CMASはISO(国際標準化機構)の認証を取得しており、その教育内容は国際的にも統一された基準で運用されています。これにより、どの国のCMAS講習を受けても同等の品質が保証され、グローバルに活動するダイバーの信頼を集めています。

この国際標準化は、観光ダイビング産業にも大きな恩恵をもたらし、世界中のダイブショップでCMASの資格が通用する背景となっています。

CMASの環境保護活動と国際的取り組み

CMASの使命の一つに「海洋環境の保全」があります。単なる教育機関にとどまらず、国際的なNGOとして、さまざまな保護活動やサステナブルな取り組みを推進しており、水中世界を次世代へと引き継ぐための努力を続けています。

海洋保全プロジェクトの事例

CMASは「Blue Diving」キャンペーンをはじめ、世界中で海洋生態系の保全を目的としたプロジェクトを展開しています。海底ゴミ回収、サンゴ礁の再生支援、絶滅危惧種の調査活動など、具体的で継続的な取り組みを実施しています。

こうした活動にはダイビングライセンス保持者もボランティアとして参加でき、教育と実践を融合させた仕組みとなっています。

加盟国との協働活動

CMASは各国の加盟団体と連携し、環境保護や災害救援、科学調査に取り組んでいます。たとえば、東南アジアの沿岸地域では海洋ゴミ問題に取り組むプロジェクトが行われ、欧州では水中文化遺産の保全活動が進められています。

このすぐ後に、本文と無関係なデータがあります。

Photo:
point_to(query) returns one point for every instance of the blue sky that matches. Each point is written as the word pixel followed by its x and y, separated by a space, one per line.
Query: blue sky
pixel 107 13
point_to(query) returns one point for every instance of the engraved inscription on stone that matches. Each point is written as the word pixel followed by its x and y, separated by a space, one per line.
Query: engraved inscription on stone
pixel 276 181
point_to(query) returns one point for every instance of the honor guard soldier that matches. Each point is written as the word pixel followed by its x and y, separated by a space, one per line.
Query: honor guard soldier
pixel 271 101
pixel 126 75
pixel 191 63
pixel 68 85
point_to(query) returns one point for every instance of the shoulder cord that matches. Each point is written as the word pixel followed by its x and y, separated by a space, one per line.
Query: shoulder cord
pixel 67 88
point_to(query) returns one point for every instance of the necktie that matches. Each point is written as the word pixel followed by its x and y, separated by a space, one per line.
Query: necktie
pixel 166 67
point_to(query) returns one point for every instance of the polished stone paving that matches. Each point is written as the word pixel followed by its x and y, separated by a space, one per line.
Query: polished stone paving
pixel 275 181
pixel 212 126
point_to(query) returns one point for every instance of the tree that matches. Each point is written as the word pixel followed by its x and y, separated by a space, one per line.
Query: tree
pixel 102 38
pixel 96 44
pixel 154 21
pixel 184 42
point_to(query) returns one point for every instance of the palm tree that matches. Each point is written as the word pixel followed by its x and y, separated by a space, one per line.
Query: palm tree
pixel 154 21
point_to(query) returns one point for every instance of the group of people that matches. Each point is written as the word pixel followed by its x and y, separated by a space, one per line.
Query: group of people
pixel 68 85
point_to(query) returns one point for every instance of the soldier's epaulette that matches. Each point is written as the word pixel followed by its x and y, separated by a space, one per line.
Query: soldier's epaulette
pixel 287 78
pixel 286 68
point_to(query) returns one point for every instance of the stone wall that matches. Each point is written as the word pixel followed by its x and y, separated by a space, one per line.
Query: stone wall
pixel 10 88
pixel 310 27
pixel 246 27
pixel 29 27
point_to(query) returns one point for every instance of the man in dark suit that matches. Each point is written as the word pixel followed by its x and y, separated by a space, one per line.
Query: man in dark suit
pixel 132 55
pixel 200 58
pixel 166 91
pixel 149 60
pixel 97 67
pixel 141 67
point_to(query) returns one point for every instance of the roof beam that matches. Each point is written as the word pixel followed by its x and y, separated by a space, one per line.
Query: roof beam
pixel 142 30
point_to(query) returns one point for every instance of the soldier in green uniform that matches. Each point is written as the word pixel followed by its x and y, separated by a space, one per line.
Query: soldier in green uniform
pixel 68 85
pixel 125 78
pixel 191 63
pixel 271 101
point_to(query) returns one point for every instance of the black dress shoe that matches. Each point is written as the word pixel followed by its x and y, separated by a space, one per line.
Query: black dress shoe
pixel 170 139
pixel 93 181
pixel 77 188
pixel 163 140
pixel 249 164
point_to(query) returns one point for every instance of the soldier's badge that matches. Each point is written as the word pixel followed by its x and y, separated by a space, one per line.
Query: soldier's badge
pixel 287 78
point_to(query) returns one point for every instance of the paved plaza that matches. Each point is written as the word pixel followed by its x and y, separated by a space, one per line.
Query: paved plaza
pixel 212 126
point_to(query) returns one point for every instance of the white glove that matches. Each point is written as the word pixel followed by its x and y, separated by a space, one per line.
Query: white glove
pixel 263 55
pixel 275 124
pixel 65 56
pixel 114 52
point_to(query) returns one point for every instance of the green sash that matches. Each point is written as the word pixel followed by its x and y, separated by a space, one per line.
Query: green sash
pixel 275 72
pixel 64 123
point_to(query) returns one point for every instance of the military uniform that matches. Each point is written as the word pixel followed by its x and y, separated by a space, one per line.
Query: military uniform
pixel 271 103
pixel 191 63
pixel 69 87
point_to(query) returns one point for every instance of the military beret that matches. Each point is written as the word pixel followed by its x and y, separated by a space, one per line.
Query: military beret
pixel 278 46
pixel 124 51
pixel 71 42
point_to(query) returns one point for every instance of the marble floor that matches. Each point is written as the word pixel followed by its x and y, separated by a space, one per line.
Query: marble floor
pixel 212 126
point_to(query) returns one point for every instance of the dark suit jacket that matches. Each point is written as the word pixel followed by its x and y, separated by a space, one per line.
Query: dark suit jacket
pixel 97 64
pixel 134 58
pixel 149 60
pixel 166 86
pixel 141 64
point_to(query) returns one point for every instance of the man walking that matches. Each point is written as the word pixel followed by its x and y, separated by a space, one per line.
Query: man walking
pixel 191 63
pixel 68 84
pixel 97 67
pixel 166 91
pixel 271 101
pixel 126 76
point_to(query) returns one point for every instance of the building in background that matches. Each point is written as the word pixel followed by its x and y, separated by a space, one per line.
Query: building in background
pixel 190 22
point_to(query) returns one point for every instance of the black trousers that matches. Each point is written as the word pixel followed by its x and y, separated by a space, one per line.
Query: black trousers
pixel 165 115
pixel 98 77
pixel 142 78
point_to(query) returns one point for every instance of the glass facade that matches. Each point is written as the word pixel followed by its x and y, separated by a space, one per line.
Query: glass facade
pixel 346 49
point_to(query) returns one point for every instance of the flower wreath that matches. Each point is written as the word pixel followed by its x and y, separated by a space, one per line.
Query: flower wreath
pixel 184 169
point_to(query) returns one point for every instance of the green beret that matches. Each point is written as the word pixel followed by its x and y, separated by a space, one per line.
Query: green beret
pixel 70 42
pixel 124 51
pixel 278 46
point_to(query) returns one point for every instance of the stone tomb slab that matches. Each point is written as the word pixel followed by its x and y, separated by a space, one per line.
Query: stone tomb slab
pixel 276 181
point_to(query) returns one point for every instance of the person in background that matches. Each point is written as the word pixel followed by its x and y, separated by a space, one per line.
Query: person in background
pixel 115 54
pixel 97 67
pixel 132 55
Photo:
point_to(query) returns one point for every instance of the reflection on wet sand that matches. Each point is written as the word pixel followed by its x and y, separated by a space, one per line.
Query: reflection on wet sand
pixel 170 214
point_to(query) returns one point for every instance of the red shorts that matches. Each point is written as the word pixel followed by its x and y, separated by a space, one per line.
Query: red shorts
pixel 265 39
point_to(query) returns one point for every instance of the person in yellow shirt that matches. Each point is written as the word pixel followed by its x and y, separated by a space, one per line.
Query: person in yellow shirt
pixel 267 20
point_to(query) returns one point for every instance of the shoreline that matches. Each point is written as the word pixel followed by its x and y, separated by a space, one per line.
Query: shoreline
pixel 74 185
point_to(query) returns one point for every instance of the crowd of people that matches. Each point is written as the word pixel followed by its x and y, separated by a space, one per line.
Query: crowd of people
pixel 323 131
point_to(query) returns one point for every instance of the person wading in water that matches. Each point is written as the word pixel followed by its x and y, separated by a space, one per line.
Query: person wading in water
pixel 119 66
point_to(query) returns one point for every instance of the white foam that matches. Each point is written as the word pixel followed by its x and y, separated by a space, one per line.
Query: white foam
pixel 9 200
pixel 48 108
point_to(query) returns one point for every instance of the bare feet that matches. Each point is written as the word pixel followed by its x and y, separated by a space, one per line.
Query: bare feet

各国で共通するのは、教育・訓練を受けたダイバーが地域社会の一員として活動している点です。

持続可能な水中活動の推進

CMASは「持続可能なダイビング」の概念を早くから提唱しており、エコダイビングガイドラインの策定や、環境負荷の少ない潜水スタイルの普及に力を入れています。これにより、ダイバー1人ひとりが環境保護の担い手として意識を持つようになり、海と人間の関係性をより健全にする文化づくりが進められています。

このように、CMASは教育・スポーツ・科学・環境のすべてを統合した存在として、水中世界の未来をリードし続けています。

まとめ

CMAS(世界水中連盟)は、1959年に設立された水中活動の国際的な統括組織であり、世界中のダイビング愛好家やインストラクターにとって信頼の証とも言える存在です。単にダイビングのライセンスを発行するだけでなく、教育、競技、水中科学、環境保護といった分野にまで影響力を持つ点が特徴です。

特に注目すべきは、その国際的に標準化された教育プログラムと、海洋環境保全への積極的な関与です。競技面ではアンダーウォータースポーツの普及にも貢献しており、スポーツとしてのダイビングの可能性も広げています。

日本でもCMASは確かな存在感を持ち、国内でのライセンス発行や講習機関との連携を通して多くのダイバーを育てています。この記事を通じて、CMASの多面的な活動や価値が伝われば幸いです。

今後、海と向き合う活動や安全な水中レジャーに関心を持つ全ての方にとって、CMASという存在をより深く知ることが、大きな指針となることでしょう。